In our society, consciously or unconsciously, we have segregated jobs based on gender. For example, jobs like teaching, cooking, and dancing are considered to be more ‘feminine’ whereas jobs like driving, defense, engineering, etc. are considered to be more ‘muscular’ or ‘manly’. Hence, whenever we see any female bridging these unsaid gaps and working in unconventional roles, our hearts beam with joy.
Quite recently, I had a similar experience while booking a cab from a cafe in Chanakyapuri to its nearest metro station. When the cab arrived, it was a pleasing surprise to witness it being driven by a female chauffeur. I felt a sense of calmness and security while sitting in the cab. For the first time, I did not switch on my Google Maps and trusted the one used by the driver. I didn’t have to click pictures of the number plate and send them to my father because deep down I knew I was safe and secure. I remember when she dropped me off at my destination; I conveyed my sincere gratitude to her. That was not to appreciate her dropping me at the correct location but to appreciate her for taking up this job and continuing to do it so efficiently.
But this incident prompted me to think how saddening it is to stereotype this for a woman. Driving is always considered as a hobby, not as something they can make a living off. For many people, women drive when they have leisure time. Even if a woman is a certified driver, many still question their knowledge about cars, their mechanical processes, and the list goes on. In fact, except for a lucky few, many women are not even allowed to learn to drive. Some societal standards consider it as going against moral and family values.

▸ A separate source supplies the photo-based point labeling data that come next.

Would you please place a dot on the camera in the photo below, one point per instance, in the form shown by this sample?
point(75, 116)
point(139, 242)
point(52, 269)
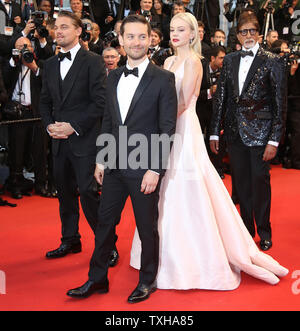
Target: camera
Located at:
point(38, 18)
point(237, 4)
point(86, 31)
point(24, 53)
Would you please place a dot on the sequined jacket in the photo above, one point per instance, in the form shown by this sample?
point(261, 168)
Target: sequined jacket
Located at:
point(255, 114)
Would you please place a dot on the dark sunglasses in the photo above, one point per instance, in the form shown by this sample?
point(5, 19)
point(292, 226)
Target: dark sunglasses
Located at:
point(244, 32)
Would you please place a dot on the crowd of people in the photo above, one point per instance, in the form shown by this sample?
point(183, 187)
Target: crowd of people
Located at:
point(27, 141)
point(63, 75)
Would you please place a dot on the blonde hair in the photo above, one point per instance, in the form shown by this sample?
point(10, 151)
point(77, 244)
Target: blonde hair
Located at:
point(190, 19)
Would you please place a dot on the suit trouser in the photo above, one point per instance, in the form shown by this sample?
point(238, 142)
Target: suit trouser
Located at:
point(115, 191)
point(294, 125)
point(252, 182)
point(73, 173)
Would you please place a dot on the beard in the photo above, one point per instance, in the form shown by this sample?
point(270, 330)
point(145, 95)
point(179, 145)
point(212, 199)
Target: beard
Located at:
point(249, 43)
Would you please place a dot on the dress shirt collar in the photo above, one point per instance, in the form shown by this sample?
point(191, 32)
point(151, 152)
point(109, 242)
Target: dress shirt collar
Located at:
point(73, 51)
point(142, 66)
point(254, 49)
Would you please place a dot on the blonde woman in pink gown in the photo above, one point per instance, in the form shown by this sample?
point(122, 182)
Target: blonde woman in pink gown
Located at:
point(204, 243)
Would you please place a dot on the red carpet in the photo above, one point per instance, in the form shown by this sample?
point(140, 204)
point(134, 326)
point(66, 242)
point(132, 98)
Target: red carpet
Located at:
point(34, 283)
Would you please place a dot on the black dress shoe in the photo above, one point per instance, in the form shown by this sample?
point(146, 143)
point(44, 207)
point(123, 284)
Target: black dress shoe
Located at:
point(88, 289)
point(63, 250)
point(141, 293)
point(114, 258)
point(42, 191)
point(265, 244)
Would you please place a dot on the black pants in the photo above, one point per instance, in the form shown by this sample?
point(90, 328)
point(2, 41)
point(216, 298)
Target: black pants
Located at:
point(252, 183)
point(115, 191)
point(71, 174)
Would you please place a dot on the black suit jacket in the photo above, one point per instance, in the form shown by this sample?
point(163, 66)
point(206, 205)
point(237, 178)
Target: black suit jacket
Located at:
point(153, 110)
point(78, 100)
point(3, 93)
point(257, 114)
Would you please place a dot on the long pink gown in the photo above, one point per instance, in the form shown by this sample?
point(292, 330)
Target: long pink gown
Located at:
point(204, 243)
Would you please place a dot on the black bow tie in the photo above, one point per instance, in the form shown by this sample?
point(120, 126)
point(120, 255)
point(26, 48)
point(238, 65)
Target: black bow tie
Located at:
point(61, 56)
point(134, 71)
point(245, 53)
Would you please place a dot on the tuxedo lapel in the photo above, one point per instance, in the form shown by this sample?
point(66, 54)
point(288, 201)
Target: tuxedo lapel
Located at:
point(70, 78)
point(236, 66)
point(145, 81)
point(257, 62)
point(114, 95)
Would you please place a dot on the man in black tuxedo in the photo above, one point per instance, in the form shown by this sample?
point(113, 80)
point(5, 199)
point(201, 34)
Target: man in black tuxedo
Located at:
point(141, 99)
point(71, 105)
point(250, 99)
point(208, 11)
point(211, 71)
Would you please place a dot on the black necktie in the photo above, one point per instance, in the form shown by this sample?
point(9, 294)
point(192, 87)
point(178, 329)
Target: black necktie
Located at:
point(245, 53)
point(61, 56)
point(134, 71)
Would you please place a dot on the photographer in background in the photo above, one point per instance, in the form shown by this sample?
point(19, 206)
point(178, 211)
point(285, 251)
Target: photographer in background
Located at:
point(211, 72)
point(284, 18)
point(293, 114)
point(111, 59)
point(13, 16)
point(36, 31)
point(147, 10)
point(23, 83)
point(96, 41)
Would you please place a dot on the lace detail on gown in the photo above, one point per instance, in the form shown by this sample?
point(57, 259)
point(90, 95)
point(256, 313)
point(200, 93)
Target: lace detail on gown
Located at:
point(204, 243)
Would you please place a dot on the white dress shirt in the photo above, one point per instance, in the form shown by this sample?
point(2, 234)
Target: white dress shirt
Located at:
point(127, 87)
point(66, 64)
point(245, 65)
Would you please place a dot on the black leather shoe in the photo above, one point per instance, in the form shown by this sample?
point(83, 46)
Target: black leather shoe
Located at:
point(114, 258)
point(88, 289)
point(63, 250)
point(42, 191)
point(141, 293)
point(265, 244)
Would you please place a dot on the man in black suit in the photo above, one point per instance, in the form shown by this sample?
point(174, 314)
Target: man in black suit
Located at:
point(141, 100)
point(250, 98)
point(208, 11)
point(211, 71)
point(71, 105)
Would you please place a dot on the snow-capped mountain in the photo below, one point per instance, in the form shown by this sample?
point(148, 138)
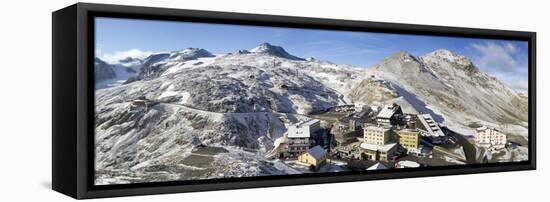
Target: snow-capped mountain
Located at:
point(109, 75)
point(278, 51)
point(452, 87)
point(243, 99)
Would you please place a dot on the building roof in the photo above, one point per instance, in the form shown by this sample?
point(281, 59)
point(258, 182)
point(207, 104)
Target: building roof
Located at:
point(376, 128)
point(387, 112)
point(382, 148)
point(429, 123)
point(408, 164)
point(317, 152)
point(299, 125)
point(377, 166)
point(484, 128)
point(308, 122)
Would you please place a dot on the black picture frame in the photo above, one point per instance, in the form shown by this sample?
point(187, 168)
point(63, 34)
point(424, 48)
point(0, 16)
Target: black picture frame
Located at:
point(73, 99)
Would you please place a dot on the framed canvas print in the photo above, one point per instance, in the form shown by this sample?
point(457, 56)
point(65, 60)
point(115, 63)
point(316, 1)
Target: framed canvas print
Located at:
point(154, 100)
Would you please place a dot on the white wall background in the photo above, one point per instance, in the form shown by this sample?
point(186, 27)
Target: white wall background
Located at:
point(25, 104)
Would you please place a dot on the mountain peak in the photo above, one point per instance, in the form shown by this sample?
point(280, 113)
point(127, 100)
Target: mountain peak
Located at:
point(402, 55)
point(266, 48)
point(450, 56)
point(190, 54)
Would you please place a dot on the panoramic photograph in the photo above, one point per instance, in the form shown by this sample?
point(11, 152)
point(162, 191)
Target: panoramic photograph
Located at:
point(179, 101)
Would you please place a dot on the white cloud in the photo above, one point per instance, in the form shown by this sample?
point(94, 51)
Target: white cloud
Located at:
point(119, 55)
point(502, 57)
point(505, 61)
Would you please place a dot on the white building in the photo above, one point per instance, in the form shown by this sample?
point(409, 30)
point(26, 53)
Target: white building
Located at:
point(426, 122)
point(387, 115)
point(299, 134)
point(490, 138)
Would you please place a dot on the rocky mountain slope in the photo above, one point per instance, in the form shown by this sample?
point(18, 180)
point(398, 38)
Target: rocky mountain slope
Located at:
point(240, 101)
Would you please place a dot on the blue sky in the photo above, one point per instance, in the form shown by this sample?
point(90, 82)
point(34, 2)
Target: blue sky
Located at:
point(118, 38)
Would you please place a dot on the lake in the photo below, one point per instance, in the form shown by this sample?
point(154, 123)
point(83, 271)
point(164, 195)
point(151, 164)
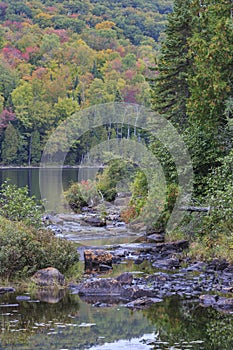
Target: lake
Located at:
point(63, 321)
point(51, 183)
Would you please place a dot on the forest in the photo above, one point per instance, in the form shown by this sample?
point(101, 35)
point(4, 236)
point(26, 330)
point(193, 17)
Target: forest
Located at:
point(59, 57)
point(174, 57)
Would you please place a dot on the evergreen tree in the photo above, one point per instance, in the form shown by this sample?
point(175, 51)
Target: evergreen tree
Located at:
point(210, 84)
point(170, 87)
point(10, 145)
point(211, 47)
point(35, 147)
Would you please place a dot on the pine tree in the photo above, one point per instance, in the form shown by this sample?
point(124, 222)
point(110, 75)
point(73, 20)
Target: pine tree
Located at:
point(35, 147)
point(210, 85)
point(170, 88)
point(10, 145)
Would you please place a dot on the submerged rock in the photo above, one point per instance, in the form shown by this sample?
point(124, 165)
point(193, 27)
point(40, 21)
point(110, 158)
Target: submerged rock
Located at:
point(218, 303)
point(97, 260)
point(4, 290)
point(142, 303)
point(48, 277)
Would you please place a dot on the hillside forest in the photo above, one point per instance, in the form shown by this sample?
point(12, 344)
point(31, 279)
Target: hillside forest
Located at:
point(57, 57)
point(174, 57)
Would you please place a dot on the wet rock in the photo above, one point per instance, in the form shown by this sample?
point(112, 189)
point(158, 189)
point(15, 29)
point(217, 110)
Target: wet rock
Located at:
point(218, 303)
point(95, 258)
point(103, 268)
point(167, 264)
point(94, 221)
point(99, 287)
point(122, 202)
point(23, 298)
point(48, 277)
point(176, 246)
point(218, 265)
point(51, 296)
point(155, 238)
point(142, 303)
point(125, 278)
point(4, 290)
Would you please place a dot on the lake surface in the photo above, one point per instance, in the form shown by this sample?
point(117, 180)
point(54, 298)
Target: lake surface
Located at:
point(54, 181)
point(46, 323)
point(63, 321)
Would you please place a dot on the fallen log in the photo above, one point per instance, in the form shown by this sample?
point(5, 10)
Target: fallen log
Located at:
point(193, 209)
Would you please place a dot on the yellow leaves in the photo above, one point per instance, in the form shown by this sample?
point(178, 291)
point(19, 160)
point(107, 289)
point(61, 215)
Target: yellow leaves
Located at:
point(43, 15)
point(81, 42)
point(105, 25)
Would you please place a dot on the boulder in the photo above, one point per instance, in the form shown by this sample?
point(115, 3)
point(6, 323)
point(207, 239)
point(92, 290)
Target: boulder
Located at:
point(176, 246)
point(218, 303)
point(48, 277)
point(125, 278)
point(155, 238)
point(99, 287)
point(94, 221)
point(167, 264)
point(94, 259)
point(4, 290)
point(142, 303)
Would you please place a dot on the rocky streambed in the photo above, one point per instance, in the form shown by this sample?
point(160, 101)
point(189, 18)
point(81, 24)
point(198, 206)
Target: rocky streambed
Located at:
point(211, 284)
point(171, 272)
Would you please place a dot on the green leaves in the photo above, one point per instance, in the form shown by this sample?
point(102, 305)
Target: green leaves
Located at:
point(16, 205)
point(24, 250)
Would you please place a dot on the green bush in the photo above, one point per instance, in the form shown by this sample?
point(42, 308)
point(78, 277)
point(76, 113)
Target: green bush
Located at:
point(17, 205)
point(82, 194)
point(116, 172)
point(24, 250)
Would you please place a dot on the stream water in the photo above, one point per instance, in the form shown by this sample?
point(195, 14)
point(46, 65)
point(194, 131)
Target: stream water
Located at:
point(63, 321)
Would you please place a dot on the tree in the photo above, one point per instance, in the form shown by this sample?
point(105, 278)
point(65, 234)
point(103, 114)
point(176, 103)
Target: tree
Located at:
point(10, 145)
point(169, 87)
point(35, 148)
point(211, 49)
point(210, 84)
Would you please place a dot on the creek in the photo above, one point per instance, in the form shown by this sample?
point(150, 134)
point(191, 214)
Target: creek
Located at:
point(60, 319)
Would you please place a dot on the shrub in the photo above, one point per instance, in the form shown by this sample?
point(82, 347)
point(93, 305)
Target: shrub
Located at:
point(82, 194)
point(17, 205)
point(24, 250)
point(117, 171)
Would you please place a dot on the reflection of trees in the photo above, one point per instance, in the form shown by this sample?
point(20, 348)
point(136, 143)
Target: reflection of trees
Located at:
point(111, 324)
point(187, 322)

But unlike the stereotyping motion, females have, from time to time, proven their ability to drive any transport of their choice. In 2018, the popular Indian ride-hailing platform, Ola, said the number of female-driver partners rises by 40% in every quarter for them. In fact, during the fiscal year 2019, 244.31 percent of driving licenses were issued to females in Delhi. The highest was in Kerala with 429.01%. Other than cars, many women had also proved their caliber when it came to other forms of vehicles: The Bikerni, the largest all-women motorcycle gang; The Pink City Rickshaw Company, an employment opportunity through e-rickshaws for women in Jaipur and more.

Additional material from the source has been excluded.